The visualize_flame_tracking.py script shows how to load the FLAME tracking and visualizes the corresponding FLAME mesh with the correct cameras:

python scripts/visualize/visualize_flame_tracking.py ${benchmark_folder} --participant_id 461
FLAME Tracking example

4. Submission

Submissions to the benchmark tasks are done by uploading a submission .zip file to our submission system. The following describes the expected format of a submission .zip file.

4.1. NVS Benchmark

Submission .zip creation

For each of the 5 benchmark sequences, you need to render the whole sequence from the three hold-out cameras (222200046, 222200037, 222200039).
The corresponding camera extrinsics and intrinsics can be loaded the same way as the train cameras:

from nersemble_benchmark.constants import BENCHMARK_NVS_HOLD_OUT_SERIALS

camera_params = data_manager.load_camera_calibration()
for serial in BENCHMARK_NVS_HOLD_OUT_SERIALS:
    world_2_cam_pose = camera_params.world_2_cam[serial]
    intrinsics = camera_params.intrinsics[serial]
    ...  #  <- Render video from your reconstructed 4D representation

Once you rendered the images from the hold out viewpoints for all frames of the 5 benchmark sequences, you can pack them into a .zip file for submission.
The expected structure of the .zip file is as follows:

nvs_submission.zip
├── 388
│   └── GLASSES
│       ├── cam_222200037.mp4  # <- Video predictions from your method
│       ├── cam_222200039.mp4
│       └── cam_222200046.mp4
├── 422
│   └── EXP-2-eyes
│       ├── cam_222200037.mp4
│       ├── cam_222200039.mp4
│       └── cam_222200046.mp4

└── 475
    └── ...

Since .mp4 is a lossy compression format, we use a very high quality setting of --crf 14 to ensure the metric calculation is not affected by compression artifacts.

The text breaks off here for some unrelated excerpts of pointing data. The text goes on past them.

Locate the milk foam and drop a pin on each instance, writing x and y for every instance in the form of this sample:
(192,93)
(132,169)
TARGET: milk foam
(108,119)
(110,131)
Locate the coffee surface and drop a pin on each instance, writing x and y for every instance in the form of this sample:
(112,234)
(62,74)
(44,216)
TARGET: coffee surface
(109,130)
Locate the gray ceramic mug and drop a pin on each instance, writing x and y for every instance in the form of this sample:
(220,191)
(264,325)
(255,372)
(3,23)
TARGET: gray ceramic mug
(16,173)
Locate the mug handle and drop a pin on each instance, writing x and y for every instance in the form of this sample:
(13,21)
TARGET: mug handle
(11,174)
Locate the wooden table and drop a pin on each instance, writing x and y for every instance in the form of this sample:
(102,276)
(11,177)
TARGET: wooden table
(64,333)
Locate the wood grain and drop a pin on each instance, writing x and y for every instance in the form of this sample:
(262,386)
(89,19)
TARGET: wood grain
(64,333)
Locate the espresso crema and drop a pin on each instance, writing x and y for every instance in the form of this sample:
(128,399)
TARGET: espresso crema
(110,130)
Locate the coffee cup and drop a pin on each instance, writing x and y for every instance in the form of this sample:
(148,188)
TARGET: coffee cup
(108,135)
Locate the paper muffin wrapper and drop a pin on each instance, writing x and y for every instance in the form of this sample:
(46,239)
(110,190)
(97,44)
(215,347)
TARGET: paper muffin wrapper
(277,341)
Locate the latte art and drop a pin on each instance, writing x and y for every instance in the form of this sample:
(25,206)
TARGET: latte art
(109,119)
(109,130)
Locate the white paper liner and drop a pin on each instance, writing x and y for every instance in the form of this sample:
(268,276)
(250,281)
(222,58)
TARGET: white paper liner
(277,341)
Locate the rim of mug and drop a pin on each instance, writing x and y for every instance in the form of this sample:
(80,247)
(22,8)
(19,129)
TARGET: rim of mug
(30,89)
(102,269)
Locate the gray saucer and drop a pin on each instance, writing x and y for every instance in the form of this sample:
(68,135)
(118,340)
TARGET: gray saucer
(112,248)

To facilitate the creation of the submission .zip, this repository also contains some Python helpers that you can use:

from nersemble_benchmark.data.submission_data import NVSSubmissionDataWriter

zip_path = ...  #  <- Local path where you want to create your submission .zip file
images = ...  # <-  List of uint8 numpy arrays (H, W, 3) in range 0-255 that hold the image data for all frames of a single camera

with NVSSubmissionDataWriter(zip_path) as submission_data_manager:
    submission_data_manager.add_video(participant, sequence_name, serial, images)  #  <- will automatically package the images into a .mp4 file and place it correctly into the .zip

Note that the NVSSubmissionDataWriter will overwrite any previously existing .zip file with the same path. So, the predictions for all sequences and all hold out cameras have to be added at once.
After creation, you can submit the .zip to the Dynamic NVS benchmark.

4.2. Monocular FLAME Avatar Benchmark

Submission .zip creation

For each of the 4 hold-out sequences of the 5 benchmark people, you need to render the whole sequence from the three hold-out cameras (222200046, 220700191, 222200039) as well as the train camera (222200037).
The corresponding camera extrinsics and intrinsics can be loaded the same way as the train cameras:

from nersemble_benchmark.constants import BENCHMARK_MONO_FLAME_AVATAR_IDS, BENCHMARK_MONO_FLAME_AVATAR_TRAIN_SERIAL, BENCHMARK_MONO_FLAME_AVATAR_HOLD_OUT_SERIALS, BENCHMARK_MONO_FLAME_AVATAR_SEQUENCES_TEST

camera_params = data_manager.load_camera_calibration()
for participant_id in BENCHMARK_MONO_FLAME_AVATAR_IDS:
    for sequence_name in BENCHMARK_MONO_FLAME_AVATAR_SEQUENCES_TEST:
        flame_tracking = data_manager.load_flame_tracking(sequence_name)
        flame_provider = FlameProvider(flame_tracking)  # <- Use FLAME tracking to get expression codes / tracked meshes for hold-out sequence
        # 3 hold-out cameras
        for serial in BENCHMARK_MONO_FLAME_AVATAR_HOLD_OUT_SERIALS:
            world_2_cam_pose = camera_params.world_2_cam[serial]
            intrinsics = camera_params.intrinsics[serial]
            ...  #  <- Render video from your reconstructed 3D head avatar representation

        # train viewpoint
        serial = BENCHMARK_MONO_FLAME_AVATAR_TRAIN_SERIAL
        world_2_cam_pose = camera_params.world_2_cam[serial]
        intrinsics = camera_params.intrinsics[serial]
        ...  #  <- Render video from your reconstructed 3D head avatar representation

Once you rendered all frames from the 4 viewpoints for all 4 hold-out sequences of the 5 benchmark persons, you can pack them into a .zip file for submission.
The expected structure of the .zip file is as follows:

mono_flame_avatar_submission.zip
├── 393
│   ├── EMO-1-shout+laugh
│   │   ├── cam_220700191.mp4  # <- Video predictions from your method
│   │   ├── cam_222200037.mp4
│   │   ├── cam_222200039.mp4
│   │   └── cam_222200046.mp4
│   ┆
│   └── SEN-10-port_strong_smokey
│       ├── cam_220700191.mp4
│       ├── cam_222200037.mp4
│       ├── cam_222200039.mp4
│       └── cam_222200046.mp4

└── 486
    └── ...

Since .mp4 is a lossy compression format, we use a very high quality setting of --crf 14 to ensure the metric calculation is not affected by compression artifacts.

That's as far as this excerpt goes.